Abbas chce postępu w rozmowach z Izraelem
Przywódca Autonomii Palestyńskiej Mahmud Abbas uważa, że potrzebny jest postęp zanim zaczną się bezpośrednie negocjacje pokojowe z Izraelem - poinformowały w czwartek izraelskie media.
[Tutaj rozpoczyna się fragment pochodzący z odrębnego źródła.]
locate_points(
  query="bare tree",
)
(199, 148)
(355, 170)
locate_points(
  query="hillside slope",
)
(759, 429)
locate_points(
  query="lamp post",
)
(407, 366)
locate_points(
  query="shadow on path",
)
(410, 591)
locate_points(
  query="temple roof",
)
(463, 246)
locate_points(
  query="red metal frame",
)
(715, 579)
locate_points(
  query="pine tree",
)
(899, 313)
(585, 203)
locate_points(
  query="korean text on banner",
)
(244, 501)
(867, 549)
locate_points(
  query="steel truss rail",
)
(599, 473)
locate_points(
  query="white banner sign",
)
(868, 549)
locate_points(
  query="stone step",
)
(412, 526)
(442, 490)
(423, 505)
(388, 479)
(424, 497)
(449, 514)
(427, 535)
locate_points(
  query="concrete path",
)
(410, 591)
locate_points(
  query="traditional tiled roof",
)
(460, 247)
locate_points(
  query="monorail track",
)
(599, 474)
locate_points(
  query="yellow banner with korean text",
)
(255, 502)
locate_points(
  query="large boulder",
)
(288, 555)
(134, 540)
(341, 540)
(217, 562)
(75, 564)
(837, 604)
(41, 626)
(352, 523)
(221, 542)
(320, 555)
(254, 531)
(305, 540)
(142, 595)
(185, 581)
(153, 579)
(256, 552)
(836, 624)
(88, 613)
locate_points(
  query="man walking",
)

W środę szef umiarkowanego Fatahu spotkał się w Ramallah z izraelskimi dziennikarzami.
"Oczekuję odpowiedzi w sprawie granic i bezpieczeństwa, żeby dowiedzieć się, czy rozmawiamy (z premierem Izraela Benjamina Netanjahu) tym samym językiem, ponieważ najlepiej byłoby, żeby tego rodzaju (bezpośrednie) rozmowy nie zakończyły się po 10 minutach" - powiedział Abbas, cytowany przez izraelski dziennik "Jedijot Achronot". "Jeśli będzie postęp (w tych sprawach), negocjacje bezpośrednie zostaną na nowo podjęte" - dodał.
Zdaniem ekspertów, wiele będzie zależało od tego, czy Izrael zgodzi się wstrzymać budowę osiedli żydowskich na Zachodnim Brzegu Jordanu oraz we wschodniej części Jerozolimy, którą Palestyńczycy chcą uczynić stolicą swego przyszłego państwa.
Według opublikowanego w marcu komunikatu kwartetu madryckiego (ONZ, UE, USA i Rosja), porozumienie izraelsko-palestyńskie powinno zakładać zakończenie okupacji terytoriów palestyńskich rozpoczętej przez Izrael w 1967 roku i powstanie niepodległego i demokratycznego państwa palestyńskiego, żyjącego w pokoju i bezpieczeństwie obok Izraela i innych swoich sąsiadów.
Kwartet madrycki już prawie dekadę stara się doprowadzić do osiągnięcia pokoju na Bliskim Wschodzie.